Arı ölümlerinde yangınlar kadar iklim değişikliği de etkili. Türkiye’deki arı ırklarının gen haritasını çıkaran araştırmacılar, iklim değişikliğine uyum sağlayabilecek genetik yapıya sahip arıların korunması gerektiğine dikkat çekiyor.
Dünya iklim değişikliğinin yakıcı etkileri ile boğuşurken, uzmanlar bu sancılı süreçte arı ırklarının korunması yönünde çağrıda bulunuyor. Türkiye’deki arı ırklarının gen haritasını çıkaran araştırmacılar, ancak her bir türün korunmasıyla geleceğin garanti altına alınabileceği uyarısında bulundu.
HAYATIN DEVAMI İÇİN
Küresel ısınma ve iklim değişikliği gezegenimiz için en büyük tehdit olmaya devam ediyor. İklim değişikliği birçok türün hayatını riske atarken, Düzce Üniversitesi Arıcılık Araştırma Geliştirme ve Uygulama Merkezi (DAGEM), yaptıkları bir araştırma sonucu yayınladıkları raporda Türkiye’deki arı ırklarının iklim değişikliklerine karşı korunması gerektiğini bildirdi. Arı ırklarını korumanın doğal hayatın güvenliği için kaçınılmaz olduğu vurgulandı.

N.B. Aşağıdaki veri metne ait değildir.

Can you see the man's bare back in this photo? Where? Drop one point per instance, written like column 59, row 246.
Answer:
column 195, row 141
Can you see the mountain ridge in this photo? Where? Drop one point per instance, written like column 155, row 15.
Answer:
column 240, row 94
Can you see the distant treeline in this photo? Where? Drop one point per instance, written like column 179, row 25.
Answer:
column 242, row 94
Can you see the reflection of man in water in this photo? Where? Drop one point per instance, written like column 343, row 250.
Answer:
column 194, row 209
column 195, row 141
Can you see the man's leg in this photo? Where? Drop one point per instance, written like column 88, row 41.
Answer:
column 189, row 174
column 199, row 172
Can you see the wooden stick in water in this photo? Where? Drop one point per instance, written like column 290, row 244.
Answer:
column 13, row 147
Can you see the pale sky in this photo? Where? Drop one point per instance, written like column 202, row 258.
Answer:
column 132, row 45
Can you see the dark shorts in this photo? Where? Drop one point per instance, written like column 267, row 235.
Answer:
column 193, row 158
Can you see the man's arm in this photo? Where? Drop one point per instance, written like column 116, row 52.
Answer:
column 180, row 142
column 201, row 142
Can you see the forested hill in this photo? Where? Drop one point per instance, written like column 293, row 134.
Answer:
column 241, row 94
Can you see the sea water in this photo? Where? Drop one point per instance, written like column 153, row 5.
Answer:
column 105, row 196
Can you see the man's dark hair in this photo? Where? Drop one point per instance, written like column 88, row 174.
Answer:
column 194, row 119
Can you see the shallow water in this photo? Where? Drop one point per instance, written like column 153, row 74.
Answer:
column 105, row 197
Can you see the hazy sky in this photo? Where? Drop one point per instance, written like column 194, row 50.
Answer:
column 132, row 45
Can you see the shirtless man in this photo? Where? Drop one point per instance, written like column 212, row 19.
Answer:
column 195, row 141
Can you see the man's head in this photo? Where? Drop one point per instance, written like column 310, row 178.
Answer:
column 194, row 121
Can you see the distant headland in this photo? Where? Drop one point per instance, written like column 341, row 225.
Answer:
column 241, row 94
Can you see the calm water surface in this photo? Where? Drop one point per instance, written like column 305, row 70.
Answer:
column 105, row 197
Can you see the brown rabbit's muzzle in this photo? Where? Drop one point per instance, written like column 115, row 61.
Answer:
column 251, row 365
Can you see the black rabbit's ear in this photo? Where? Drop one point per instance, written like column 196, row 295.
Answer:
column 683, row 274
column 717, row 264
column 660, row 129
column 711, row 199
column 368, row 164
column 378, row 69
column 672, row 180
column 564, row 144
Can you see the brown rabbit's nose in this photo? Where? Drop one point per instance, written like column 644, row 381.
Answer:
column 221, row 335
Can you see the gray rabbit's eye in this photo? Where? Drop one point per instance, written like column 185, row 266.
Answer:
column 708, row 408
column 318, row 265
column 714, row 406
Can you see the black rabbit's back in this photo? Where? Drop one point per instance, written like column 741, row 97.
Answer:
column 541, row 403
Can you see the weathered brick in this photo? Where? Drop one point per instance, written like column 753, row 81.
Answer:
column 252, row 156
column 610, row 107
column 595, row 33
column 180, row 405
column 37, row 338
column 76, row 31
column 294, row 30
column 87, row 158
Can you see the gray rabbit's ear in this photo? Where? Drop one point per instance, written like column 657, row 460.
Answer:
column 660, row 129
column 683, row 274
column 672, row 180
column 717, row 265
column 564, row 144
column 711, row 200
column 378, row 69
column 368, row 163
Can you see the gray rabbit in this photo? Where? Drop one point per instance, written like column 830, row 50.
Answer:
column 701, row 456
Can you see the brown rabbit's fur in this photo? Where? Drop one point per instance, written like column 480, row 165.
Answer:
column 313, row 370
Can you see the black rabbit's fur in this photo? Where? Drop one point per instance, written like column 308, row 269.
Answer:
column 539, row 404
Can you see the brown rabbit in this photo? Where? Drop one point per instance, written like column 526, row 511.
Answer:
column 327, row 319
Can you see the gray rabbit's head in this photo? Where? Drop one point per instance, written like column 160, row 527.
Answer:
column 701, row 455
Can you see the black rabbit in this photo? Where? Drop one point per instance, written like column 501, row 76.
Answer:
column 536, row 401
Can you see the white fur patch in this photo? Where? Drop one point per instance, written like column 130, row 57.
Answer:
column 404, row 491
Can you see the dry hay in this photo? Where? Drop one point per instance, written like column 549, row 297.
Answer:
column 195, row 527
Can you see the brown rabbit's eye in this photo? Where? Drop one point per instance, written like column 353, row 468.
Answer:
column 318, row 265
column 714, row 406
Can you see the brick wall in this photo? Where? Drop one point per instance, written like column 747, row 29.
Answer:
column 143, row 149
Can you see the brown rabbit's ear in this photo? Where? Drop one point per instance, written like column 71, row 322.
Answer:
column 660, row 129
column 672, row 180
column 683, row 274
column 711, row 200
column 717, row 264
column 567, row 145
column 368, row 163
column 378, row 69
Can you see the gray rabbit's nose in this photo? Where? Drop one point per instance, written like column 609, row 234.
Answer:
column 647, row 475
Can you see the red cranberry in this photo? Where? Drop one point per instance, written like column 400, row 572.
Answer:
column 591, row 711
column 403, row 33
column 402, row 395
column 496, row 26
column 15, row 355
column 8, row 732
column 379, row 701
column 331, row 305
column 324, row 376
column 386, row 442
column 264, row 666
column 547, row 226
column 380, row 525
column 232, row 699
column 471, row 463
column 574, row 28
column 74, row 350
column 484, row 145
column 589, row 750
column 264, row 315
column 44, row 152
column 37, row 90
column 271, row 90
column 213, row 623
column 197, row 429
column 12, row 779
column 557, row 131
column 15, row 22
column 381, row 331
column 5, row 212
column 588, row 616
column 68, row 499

Yaşam zincirinin önemli halkası
Birleşmiş Milletler’in 2017’de kabul ettiği 20 Mayıs Dünya Arı Günü, dünyanın dört bir yanında çeşitli etkinliklerle kutlanıldı. Yeryüzünün en eski sakinlerinden biri olan arılar, gezegenimizde 300 bin yıldır doğal yaşam zincirinin önemli bir halkası olarak yer alıyor. Bugün dünyada yaklaşık 50 milyonun üzerinde arı kolonisi bulunduğu ve bunlardan 1 milyon tonun üzerinde bal elde edildiği bildirilmektedir.
İKLİME DAYANIKLI TÜRLER
Türkiye’nin çok iyi arı ırklarına sahip olduğunu dile getiren DAGEM Müdürü Doç. Dr. Meral Kekeçoğlu, “İklim değişikliğine uyum sağlayabilecek genetik yapıya sahip arı ırkları var. Bu ırkların korunması şart” değerlendirmesinde bulundu. Türkiye’deki arı ırklarının gen haritasını çıkardıklarını söyleyen uzman, “Farklı ırkları gen kaynağı olarak koruyacağız ki geleceğimizi güvence altına alabilelim” dedi.
TOPLU ÖLÜMLERE DİKKAT
Meral Kekeçoğlu, arı ölümlerinde iklim değişikliklerinin yanı sıra yangınların da etkili olduğuna işaret ederek, buna yönelik çarelerin araştırılması gerektiğini kaydetti. Güneyde çok fazla arı kayıplarından bahsedildiğini aktaran Kekeçoğlu, “Arı ölümleri; arıcıların hastalıklarda yaptıkları yanlış uygulamalardan veya mücadelede geç kalmalarından kaynaklanıyor” ifadelerini kullandı.